Happy New Year to you too! May all the dreams in your eyes, and all the hopes in your life blend together to give you the most spectacular 2009!

Many thanks,
Sabela


----------



## joe86

Pirlo said:


> *My attempt:*
> Buon Anno a te e John. Spero che 2007 ti portassero tanti di salute e felicità.
> 
> Please, wait for the natives.
> Regards,
> Pirlo


 
Well, actually it would be something like:

_Buon Anno a te e a John. Vi auguro un 2007 pieno di salute e felicità/spero che il 2007 vi porti tanta salute e felicità_

Hope that helps

Joe


----------



## paristung

Can we express in "cappodanno"?
for example like "Buon cappodanno" some what.

Grazie


----------



## AlabamaBoy

dolcebellavita said:


> Happy New Year to you too! May all the dreams in your eyes, and all the hopes in your life blend together to give you the most spectacular 2009!
> 
> Many thanks,
> Sabela




Sabela, here is a suggestion, but it is assuming you are sending this wish to one person:

Felice Anno Nuovo a te anche! Che tutti i sogni negli occhi tuoi, e tutte le speranze nella vita si fondano insieme a darti il 2009 spettacolarissimo.

For more than one:

Felice Anno Nuovo a voi anche! Che tutti i sogni negli occhi vostri, e tutte le speranze nella vita si fondano insieme a darvi il 2009 spettacolarissimo.
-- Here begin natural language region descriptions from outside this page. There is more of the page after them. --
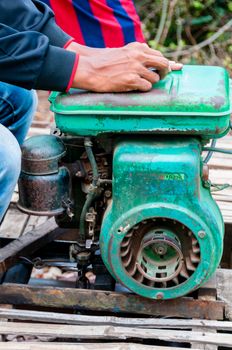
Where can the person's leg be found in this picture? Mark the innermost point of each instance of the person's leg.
(10, 164)
(17, 107)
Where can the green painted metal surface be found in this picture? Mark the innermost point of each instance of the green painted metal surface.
(192, 101)
(158, 183)
(162, 233)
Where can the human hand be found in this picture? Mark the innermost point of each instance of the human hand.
(120, 70)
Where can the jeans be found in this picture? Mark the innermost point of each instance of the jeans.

Please note, I am not a native Italian speaker. I may have translated too literally. I await corrections from my madrelingua friends.


----------



## Necsus

AlabamaBoy said:


> Sabela, here is a suggestion, but it is assuming you are sending this wish to one person:
> 
> Felice Anno Nuovo anche a te! Che tutti i sogni nei tuoi occhi si fondano con le speranze della tua vita per regalarti un 2009 straordinario.
> 
> For more than one:
> 
> Felice Anno Nuovo anche a voi ! Che tutti i sogni nei vostri occhi si fondano con le speranze della vostra vita per regalarvi un 2009 straordinario.
> 
> Please note, I am not a native Italian speaker. I may have translated too literally. I await corrections from my madrelingua friends.


And they have come...!  (even though 'i sogni negli occhi' is not so commonly used...)


----------



## dolcebellavita

Gracie Mille! Thank you so much for your translation it has helped me tremendously! All the best


----------



## Angel.Aura

paristung said:


> Can we express in "*C*a*po*danno"?
> for example like "*C*a*po*danno" some what.


Not exactly.
If you say Buon Capodanno you're actually wishing people they spend a beautiful New Year's Eve and a great 1st day of the year.


----------